Despite this, we have, according to the national accounts manual (and the OECD document on which it is based), to calculate the capital value of the fixed capital used by these entities, using an appropriate (exogenous) interest rate to discount the expected future flow of income from the means of production you own and assuming markets everywhere. To quote the OECD document:
Under these circumstances, an exogenous real rate of return may be the appropriate choice. For its estimation, one would typically turn to interest rates on financial markets and select an average of key rates that bear a link to the opportunity costs of investing in non-financial assets. Candidates for interest rates are government bonds, corporate bonds, and interest rates on corporate debt of varying maturity.
All ‘fixed capital’ is required to be ‘capitalist capital’. But we should and can loosen this restriction. Dwellings occupied by owner, the truck of the self employed plumber, the land of Phoenix park in Dublin – it´s fixed capital. But it´s not capitalist capital. There are no economically significant identifiable flows of money related to ownership of the asset. To give one more example: many households own one or more cars. Which, surely, when there are two, are idle for 95% of the time. Uber is important. However, most people do not try to earn additional money with their fixed capital.
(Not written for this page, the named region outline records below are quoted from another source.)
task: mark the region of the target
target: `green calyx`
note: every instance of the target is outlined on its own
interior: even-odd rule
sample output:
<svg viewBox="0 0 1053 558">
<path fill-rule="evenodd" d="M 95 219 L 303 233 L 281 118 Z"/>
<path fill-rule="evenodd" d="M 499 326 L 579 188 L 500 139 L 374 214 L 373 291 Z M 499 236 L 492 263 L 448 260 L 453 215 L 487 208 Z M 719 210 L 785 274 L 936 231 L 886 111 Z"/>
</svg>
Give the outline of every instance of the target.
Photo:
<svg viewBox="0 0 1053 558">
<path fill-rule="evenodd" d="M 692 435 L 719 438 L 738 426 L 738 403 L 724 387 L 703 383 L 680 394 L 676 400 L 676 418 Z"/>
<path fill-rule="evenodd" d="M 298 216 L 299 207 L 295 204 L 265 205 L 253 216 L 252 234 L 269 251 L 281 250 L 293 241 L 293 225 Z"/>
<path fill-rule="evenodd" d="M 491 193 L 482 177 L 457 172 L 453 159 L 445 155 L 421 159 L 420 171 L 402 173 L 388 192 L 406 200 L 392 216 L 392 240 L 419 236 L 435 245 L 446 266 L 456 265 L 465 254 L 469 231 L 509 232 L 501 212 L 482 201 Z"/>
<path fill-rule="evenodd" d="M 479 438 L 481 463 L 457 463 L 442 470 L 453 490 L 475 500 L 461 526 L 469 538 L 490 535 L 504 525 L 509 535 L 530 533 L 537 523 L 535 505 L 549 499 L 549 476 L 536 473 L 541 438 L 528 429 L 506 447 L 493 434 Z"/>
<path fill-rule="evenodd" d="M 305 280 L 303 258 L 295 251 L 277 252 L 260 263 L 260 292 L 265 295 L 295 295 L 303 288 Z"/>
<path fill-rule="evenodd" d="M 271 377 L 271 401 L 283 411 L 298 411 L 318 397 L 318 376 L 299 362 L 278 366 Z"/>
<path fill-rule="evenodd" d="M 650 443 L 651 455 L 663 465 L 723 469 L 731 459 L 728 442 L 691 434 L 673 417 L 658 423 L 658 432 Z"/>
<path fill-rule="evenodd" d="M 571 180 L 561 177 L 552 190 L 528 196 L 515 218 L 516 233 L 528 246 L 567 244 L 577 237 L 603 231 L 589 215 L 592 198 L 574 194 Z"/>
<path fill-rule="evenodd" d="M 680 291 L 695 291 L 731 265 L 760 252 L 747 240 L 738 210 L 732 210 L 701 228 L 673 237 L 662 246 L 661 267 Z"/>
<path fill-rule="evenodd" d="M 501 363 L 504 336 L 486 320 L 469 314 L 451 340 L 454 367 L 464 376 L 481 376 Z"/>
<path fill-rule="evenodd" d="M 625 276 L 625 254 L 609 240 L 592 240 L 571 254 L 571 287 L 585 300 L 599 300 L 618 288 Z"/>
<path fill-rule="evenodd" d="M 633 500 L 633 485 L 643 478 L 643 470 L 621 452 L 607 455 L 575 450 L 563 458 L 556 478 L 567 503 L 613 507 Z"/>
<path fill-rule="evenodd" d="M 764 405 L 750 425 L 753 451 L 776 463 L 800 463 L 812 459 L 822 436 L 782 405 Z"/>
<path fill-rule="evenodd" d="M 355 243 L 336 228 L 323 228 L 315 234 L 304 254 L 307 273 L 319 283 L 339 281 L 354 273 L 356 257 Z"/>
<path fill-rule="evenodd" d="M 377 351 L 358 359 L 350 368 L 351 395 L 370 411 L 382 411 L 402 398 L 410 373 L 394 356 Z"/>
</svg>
They have a second car but do not use it on the Uber platform. They have rooms to spare but they do not rent them out. They have a garden but do not use it to grow potatoes. Income-poor but asset-rich households do. But the wealthy don´t. Also, the remaining 5% of the lifespan of an automobile is often spent to enable family festivities, unpaid care work and bringing the kids to soccer clubs. Cars (and dwellings) are fixed assets with an identifiable value. But they are generally not used for market activities, not even of the self-employment type.
What to do? We should stop pretending that all activities are market activities. We must acknowledge the existence of non-market activities, even in capitalist societies. We also need to value fixed assets accordingly. There are a plethora of ways to do this (used by statistical offices worldwide). Sometimes selling prices can be used to value fixed assets. In other cases, it’s appropriate to use insurance value or second-hand prices. Construction costs might also be relevant, as in the case of coastal levees. But we should stop pretending that the world is as simple as our economic models. While we also know that in an uncertain world, interest rates and technologies will change. This means expected flows of income related to fixed assets with a given state of technology can’t be meaningfully discounted. Even when the behavior of capitalist corporations can be described by discounting expected future flows of income.